Ingénieusement, le décor d’Emmanuelle Favre nous confronte d’emblée au monde intime de l’héroïne : avec cette contre-plongée accentuée sur deux étages du palais, nous sommes dans le puits avec Elektra, considérant l’importance de sa chute, la périlleuse ascension que sera la reconquête de son rang, en adoptant son point de vue. Comme la Senta imaginée par Harry Kupfer à Bayreuth [lire notre critique du DVD], c’est peut-être dans la tête d’Electre que nous finissons par être, puisque tout se précipite de la fausse mort d’Oreste à la transe extatique du dénouement. Et si cette annonce – qui la sort de son trou pour la première fois - avait plongé Electre dans une folie sans retour, qui l’oblige à fantasmer deux meurtres pour mourir de désespoir, sachant son père vengé ? Mais non, nous sommes bien dans une tragédie antique, et même si cette danse mortelle nous choquera toujours, tout est bien réel. Autre aspect intéressant : les costumes de Katia Duflot jouent sur la décadence d’une royauté usurpée, mais encore sur l’androgynie (courtisans en corset, cape-voile d’Egisthe, par ailleurs suffisamment raillé pour son peu de virilité) qui irrigue la pièce.

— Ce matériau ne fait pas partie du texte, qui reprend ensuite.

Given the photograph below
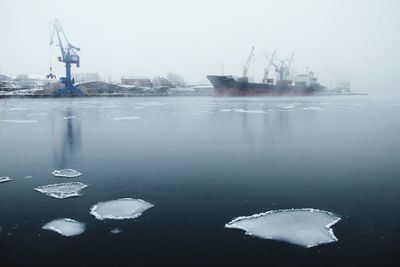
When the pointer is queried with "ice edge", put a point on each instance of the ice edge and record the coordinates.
(99, 217)
(328, 226)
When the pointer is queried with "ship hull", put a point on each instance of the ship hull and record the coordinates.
(228, 86)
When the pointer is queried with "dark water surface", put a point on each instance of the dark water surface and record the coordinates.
(201, 162)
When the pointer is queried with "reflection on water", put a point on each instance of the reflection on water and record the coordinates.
(66, 150)
(200, 162)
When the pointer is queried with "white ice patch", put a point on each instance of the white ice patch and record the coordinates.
(19, 121)
(63, 190)
(250, 111)
(116, 230)
(4, 179)
(303, 227)
(126, 118)
(67, 173)
(65, 227)
(313, 108)
(124, 208)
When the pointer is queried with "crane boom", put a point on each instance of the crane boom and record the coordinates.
(68, 56)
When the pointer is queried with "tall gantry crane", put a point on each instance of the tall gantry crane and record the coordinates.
(69, 56)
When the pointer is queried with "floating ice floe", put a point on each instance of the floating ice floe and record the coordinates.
(116, 230)
(4, 179)
(249, 111)
(126, 118)
(303, 227)
(67, 173)
(65, 227)
(124, 208)
(313, 108)
(63, 190)
(20, 121)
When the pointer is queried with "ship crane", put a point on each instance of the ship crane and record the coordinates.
(69, 56)
(282, 67)
(269, 65)
(247, 65)
(287, 72)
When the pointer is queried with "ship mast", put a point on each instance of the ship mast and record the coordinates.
(247, 65)
(268, 68)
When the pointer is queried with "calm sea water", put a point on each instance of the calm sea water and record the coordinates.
(201, 162)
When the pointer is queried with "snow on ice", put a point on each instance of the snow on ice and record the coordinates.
(63, 190)
(65, 227)
(124, 208)
(67, 173)
(303, 227)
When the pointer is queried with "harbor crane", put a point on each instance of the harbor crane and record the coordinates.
(269, 65)
(69, 56)
(247, 65)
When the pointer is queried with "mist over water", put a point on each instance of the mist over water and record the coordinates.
(200, 162)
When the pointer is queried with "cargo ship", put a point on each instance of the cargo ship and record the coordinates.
(304, 84)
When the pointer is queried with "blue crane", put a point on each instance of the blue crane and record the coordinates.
(69, 56)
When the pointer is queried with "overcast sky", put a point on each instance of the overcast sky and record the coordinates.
(336, 39)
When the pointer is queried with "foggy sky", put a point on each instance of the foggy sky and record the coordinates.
(352, 39)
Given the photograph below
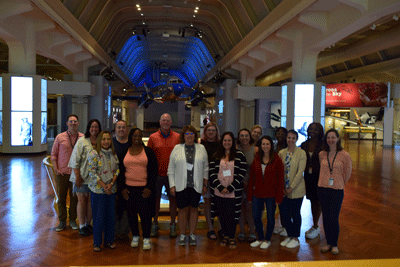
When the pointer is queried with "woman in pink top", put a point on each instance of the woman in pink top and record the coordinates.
(334, 173)
(140, 169)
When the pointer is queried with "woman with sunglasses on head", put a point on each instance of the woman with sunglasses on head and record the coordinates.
(312, 146)
(138, 184)
(294, 159)
(80, 173)
(210, 140)
(188, 178)
(103, 173)
(227, 170)
(266, 185)
(246, 144)
(335, 172)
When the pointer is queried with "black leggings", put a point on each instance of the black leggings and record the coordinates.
(226, 210)
(142, 206)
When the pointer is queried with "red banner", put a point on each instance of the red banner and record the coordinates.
(356, 95)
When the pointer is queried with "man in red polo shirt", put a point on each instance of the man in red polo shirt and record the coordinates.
(60, 155)
(162, 142)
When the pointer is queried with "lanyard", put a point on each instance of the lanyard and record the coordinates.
(329, 164)
(69, 136)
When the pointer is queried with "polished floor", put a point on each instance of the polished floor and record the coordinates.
(370, 223)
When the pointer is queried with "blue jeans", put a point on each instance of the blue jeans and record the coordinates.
(258, 207)
(103, 209)
(331, 202)
(291, 217)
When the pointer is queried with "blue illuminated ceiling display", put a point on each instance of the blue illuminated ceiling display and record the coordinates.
(152, 59)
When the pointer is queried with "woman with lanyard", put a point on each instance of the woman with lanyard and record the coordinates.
(140, 170)
(334, 174)
(227, 170)
(294, 159)
(246, 144)
(210, 140)
(80, 172)
(103, 173)
(312, 146)
(188, 178)
(266, 185)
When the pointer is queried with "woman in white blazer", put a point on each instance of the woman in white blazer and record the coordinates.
(188, 177)
(294, 160)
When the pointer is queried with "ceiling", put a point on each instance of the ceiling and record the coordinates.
(241, 37)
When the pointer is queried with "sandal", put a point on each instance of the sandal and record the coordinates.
(252, 238)
(211, 234)
(241, 237)
(111, 245)
(232, 244)
(224, 242)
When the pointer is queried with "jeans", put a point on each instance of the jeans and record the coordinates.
(291, 217)
(258, 208)
(63, 185)
(103, 209)
(226, 212)
(331, 202)
(142, 206)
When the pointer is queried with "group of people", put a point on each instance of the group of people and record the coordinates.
(118, 179)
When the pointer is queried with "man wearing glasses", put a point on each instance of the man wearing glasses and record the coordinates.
(162, 142)
(60, 154)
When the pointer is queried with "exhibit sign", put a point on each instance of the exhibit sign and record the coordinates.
(356, 95)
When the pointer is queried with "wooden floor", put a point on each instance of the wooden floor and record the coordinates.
(370, 222)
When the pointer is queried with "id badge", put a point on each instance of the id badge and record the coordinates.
(189, 166)
(226, 173)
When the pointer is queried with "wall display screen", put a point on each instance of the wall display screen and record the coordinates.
(1, 128)
(44, 94)
(1, 93)
(21, 128)
(21, 93)
(303, 109)
(356, 95)
(44, 128)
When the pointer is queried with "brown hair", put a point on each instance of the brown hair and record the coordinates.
(188, 128)
(98, 141)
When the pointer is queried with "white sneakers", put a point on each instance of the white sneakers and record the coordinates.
(283, 232)
(261, 244)
(135, 242)
(290, 243)
(146, 243)
(312, 233)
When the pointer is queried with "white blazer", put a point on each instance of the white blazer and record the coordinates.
(177, 169)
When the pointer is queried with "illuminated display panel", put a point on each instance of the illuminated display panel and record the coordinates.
(303, 109)
(21, 128)
(44, 94)
(21, 111)
(21, 93)
(44, 128)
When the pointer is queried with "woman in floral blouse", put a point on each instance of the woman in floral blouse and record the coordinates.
(103, 172)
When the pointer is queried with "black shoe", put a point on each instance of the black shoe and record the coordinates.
(89, 228)
(84, 231)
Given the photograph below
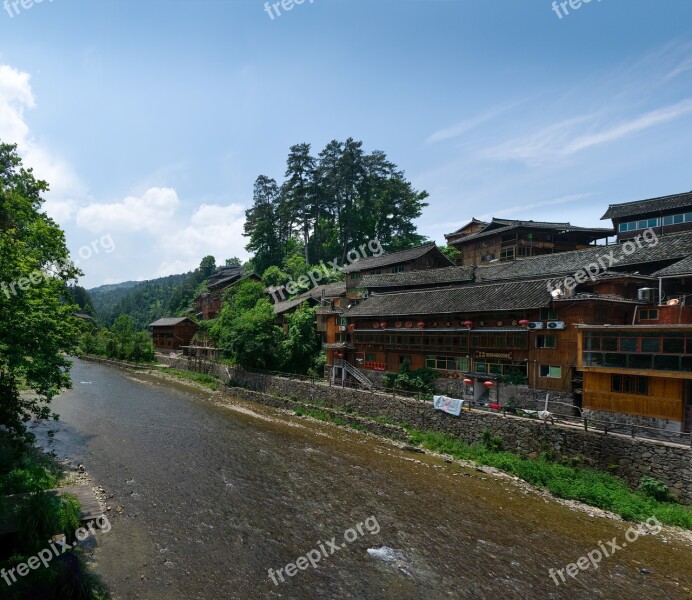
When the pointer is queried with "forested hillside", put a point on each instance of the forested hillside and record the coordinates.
(145, 301)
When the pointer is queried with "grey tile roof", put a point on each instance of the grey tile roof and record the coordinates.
(393, 258)
(670, 247)
(460, 299)
(431, 277)
(682, 267)
(510, 225)
(652, 205)
(168, 321)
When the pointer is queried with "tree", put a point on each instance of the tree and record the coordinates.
(267, 231)
(302, 342)
(37, 328)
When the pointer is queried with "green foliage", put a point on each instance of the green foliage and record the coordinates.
(120, 342)
(421, 380)
(330, 204)
(37, 329)
(491, 442)
(301, 343)
(573, 483)
(654, 488)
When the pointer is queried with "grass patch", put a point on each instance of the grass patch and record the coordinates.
(572, 483)
(26, 470)
(208, 381)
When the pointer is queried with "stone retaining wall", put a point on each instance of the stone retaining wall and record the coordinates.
(617, 454)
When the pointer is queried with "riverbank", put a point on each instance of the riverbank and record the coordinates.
(590, 491)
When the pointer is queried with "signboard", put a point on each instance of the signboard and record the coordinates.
(489, 355)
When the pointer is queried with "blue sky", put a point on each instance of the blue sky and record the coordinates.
(151, 119)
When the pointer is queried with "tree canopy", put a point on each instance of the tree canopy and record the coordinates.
(330, 204)
(36, 322)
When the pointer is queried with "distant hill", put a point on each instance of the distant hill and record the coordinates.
(144, 301)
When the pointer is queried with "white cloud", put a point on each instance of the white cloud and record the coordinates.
(16, 97)
(462, 127)
(149, 212)
(650, 119)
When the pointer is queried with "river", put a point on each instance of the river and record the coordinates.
(214, 494)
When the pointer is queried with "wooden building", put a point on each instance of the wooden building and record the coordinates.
(667, 214)
(506, 240)
(421, 258)
(170, 334)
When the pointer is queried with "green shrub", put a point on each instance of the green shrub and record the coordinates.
(654, 488)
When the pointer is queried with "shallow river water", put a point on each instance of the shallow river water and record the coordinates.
(214, 495)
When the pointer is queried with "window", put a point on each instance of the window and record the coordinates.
(630, 384)
(548, 314)
(507, 253)
(447, 363)
(550, 371)
(648, 315)
(546, 341)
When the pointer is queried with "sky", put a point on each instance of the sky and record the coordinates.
(151, 119)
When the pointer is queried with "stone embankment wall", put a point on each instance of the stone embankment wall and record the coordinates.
(617, 454)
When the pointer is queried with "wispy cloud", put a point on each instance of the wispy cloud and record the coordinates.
(645, 121)
(462, 127)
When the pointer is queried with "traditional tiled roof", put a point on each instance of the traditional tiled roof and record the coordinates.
(461, 299)
(645, 207)
(284, 307)
(504, 225)
(430, 277)
(169, 321)
(682, 267)
(394, 258)
(648, 258)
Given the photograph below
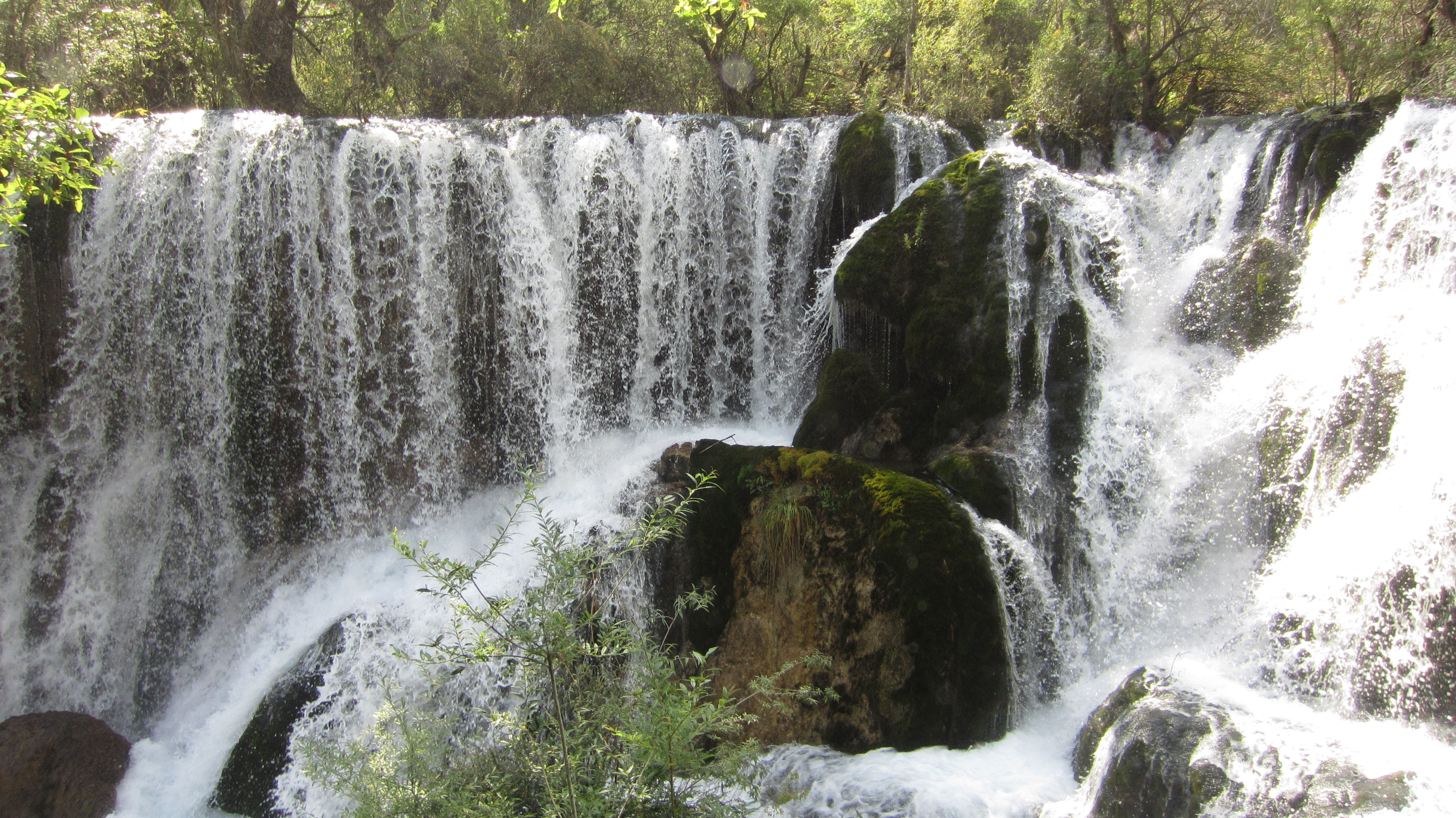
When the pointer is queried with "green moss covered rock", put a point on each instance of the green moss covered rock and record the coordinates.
(812, 551)
(931, 315)
(978, 478)
(1158, 750)
(850, 392)
(864, 175)
(1246, 301)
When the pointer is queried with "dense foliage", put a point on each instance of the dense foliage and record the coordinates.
(44, 149)
(1064, 63)
(611, 721)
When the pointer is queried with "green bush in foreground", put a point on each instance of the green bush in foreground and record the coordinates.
(614, 723)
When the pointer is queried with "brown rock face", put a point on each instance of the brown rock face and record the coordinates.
(60, 766)
(809, 551)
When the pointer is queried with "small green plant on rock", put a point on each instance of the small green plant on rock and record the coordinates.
(614, 724)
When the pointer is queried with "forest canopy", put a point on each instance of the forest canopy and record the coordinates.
(1069, 65)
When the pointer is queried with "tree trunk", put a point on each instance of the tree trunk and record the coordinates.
(257, 50)
(269, 41)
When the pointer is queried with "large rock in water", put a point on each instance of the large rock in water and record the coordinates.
(60, 765)
(809, 551)
(263, 753)
(1157, 750)
(927, 315)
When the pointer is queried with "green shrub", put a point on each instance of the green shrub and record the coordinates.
(615, 724)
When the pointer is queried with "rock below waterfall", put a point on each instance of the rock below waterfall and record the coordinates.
(1246, 301)
(60, 766)
(1155, 750)
(807, 552)
(927, 315)
(263, 753)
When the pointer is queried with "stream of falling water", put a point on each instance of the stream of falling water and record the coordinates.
(293, 335)
(1298, 635)
(194, 516)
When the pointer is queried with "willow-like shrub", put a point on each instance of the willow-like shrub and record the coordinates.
(612, 723)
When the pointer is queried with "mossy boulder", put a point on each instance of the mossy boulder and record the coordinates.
(1158, 750)
(850, 392)
(864, 177)
(1246, 301)
(250, 778)
(1133, 691)
(1333, 139)
(810, 551)
(978, 477)
(928, 311)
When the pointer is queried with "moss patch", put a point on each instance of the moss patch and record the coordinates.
(848, 395)
(925, 270)
(813, 551)
(1243, 302)
(1133, 691)
(979, 480)
(864, 175)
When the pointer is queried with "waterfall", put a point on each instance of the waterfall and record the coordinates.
(289, 337)
(1265, 516)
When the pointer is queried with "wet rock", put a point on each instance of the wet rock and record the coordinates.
(810, 551)
(1081, 151)
(33, 373)
(1246, 301)
(1158, 750)
(1340, 790)
(928, 312)
(978, 477)
(1069, 372)
(60, 765)
(848, 395)
(1132, 691)
(250, 778)
(1336, 136)
(864, 177)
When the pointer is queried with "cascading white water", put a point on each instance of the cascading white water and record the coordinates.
(1299, 635)
(290, 335)
(293, 334)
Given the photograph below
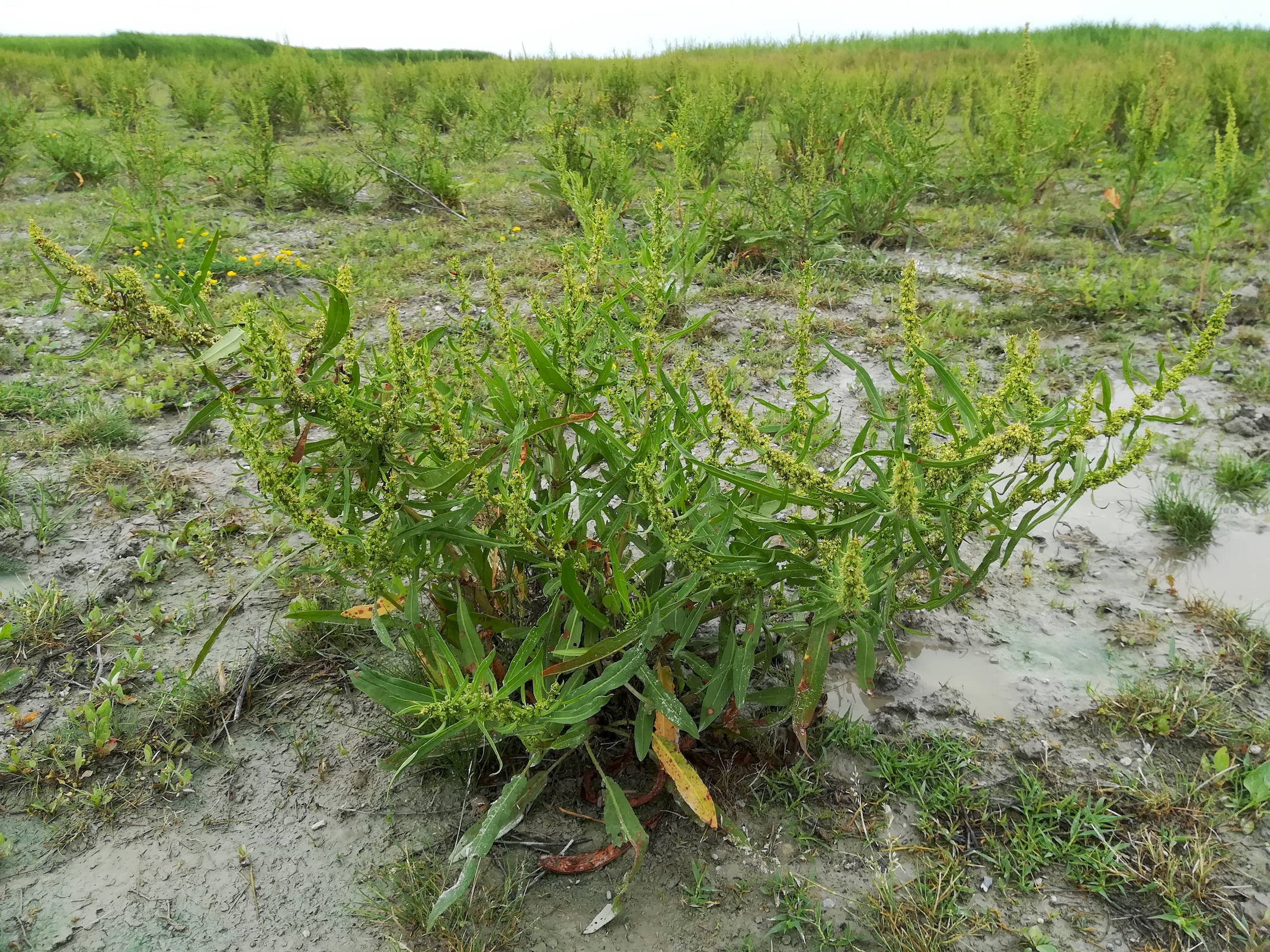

Le metteur en scène Charles Roubaud nous offre une vision pertinente de ces trois femmes. Janice Baird, soprano au timbre chaleureux, aux graves somptueux et charnus, est une Elektra tenace, crachant comme un chat sur les servantes, capturant le cou de sa mère après l’avoir engluée dans son énigme ou dominant sa sœur couchée comme une araignée. Ricarda Merbeth, voix souple et beau legato, incarne une Chrysothemis tout en blondeur et pastel, entre pin up et ménagère bourgeoise. Malgré l’antipathie qu’elle provoque d’emblée, on peut être sensible à sa prière de vouloir réaliser son rêve d’enfant, son destin de femme - n’est-elle pas une victime, elle aussi ? Quant à Nadine Denize, ses graves caverneux et sonores, ses rires terrifiants confèrent à Clytemnestre une dimension de sorcière de conte populaire. Si la cape de plumes ou de fourrure lui donne allure de prédatrice, si sa proximité s’avère dangereuse pour les suivantes, elle est cependant une femme fragile ayant besoin d’être soutenue, conseillée, protégée.
Les premières interventions masculines de l’opéra sont toujours surprenantes, d’autant que la vaillance de Guy-Etienne Giot – vieux serviteur – et de Gilles Ragon – jeune serviteur – est plus qu’honorable. Voix souple, timbre corsé, Stuart Kale est un Egisthe convainquant quoiqu’un froussard trop caricatural. Ned Barth est plus décevant : son Oreste est sonore, mais peu nuancé et pourvu d’un vibrato instable qui inquiète chez un baryton aussi jeune. Guido Johannes Rumstadt, à la tête des musiciens de l’Orchestre national des Pays de la Loire, livre une belle prestation dont on retiendra l’équilibre des pupitres et un moelleux qui ne tombe pas dans l’excès d’une franche sensualité.